Okay the problem goes like this:
Suppose X, Y, Z are metric spaces, and Y is compact. Let $f$ map X into Y, let g be a continuous one-to-one mapping of Y into Z, and put $h(x)=g(f(x))$ for $x\in X$.
Prove that $f$ is uniformly continuous if h is uniformly continuous. Hint : $g^{-1}$ has compact domain $g(Y)$, and $f(x)=g^{-1}(h(x))$. Prove also that $f$ is continuous if h is continuous.
Show (by modifying Example 4.21, or by finding a different example) that the compactness of Y cannot be ommited from the hypotheses, even when X and Z are compact.
The problem is in general I cannot seem to understand why Y needs to be compact.

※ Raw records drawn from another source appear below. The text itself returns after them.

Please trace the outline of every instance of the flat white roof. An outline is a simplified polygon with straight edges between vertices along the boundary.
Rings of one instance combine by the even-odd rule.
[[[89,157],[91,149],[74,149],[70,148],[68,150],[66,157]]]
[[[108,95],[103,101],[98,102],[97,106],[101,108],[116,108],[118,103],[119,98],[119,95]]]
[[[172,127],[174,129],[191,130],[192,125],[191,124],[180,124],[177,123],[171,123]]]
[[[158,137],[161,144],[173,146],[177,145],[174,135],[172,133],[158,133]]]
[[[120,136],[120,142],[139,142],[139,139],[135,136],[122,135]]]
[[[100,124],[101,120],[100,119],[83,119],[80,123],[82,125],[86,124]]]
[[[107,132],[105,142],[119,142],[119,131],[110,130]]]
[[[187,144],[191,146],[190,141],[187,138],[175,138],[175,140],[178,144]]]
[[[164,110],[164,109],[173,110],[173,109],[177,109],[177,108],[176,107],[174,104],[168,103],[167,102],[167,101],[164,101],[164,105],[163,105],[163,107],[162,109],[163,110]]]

I know does because I found a counter example namely:
Let $X=[0,1]$, $Y=[0,2\pi)$, and $Z=${$(x_r,y_r)\in \mathbb{R^2}:x^2+y^2=1 $}. If $f:X\to Y$ where, $f(x)=2\pi x$ for all $x\in X$ except for $x=1$ ,where $f(1)=0$, then $f$ discontinuous at $x=1$. Also if $g:Y\to Z$, where $g(y)=(\cos{y},\sin{y})$ then $g$ is continuous and injective, and the mapping $h=g\circ f$ is continuous.
But as far as why $Y$ must be compact in general for $f$ to be continuous (when $h$ and $g$ are continuous of course), I am sort of stuck.
Specific questions
- Might I need to use the compactness of $Y$ to show that for every open set $U\subset Y$ the set $h^{-1}\circ g(U)$ is open? If so please point me in some direction as to how to use compactness for that.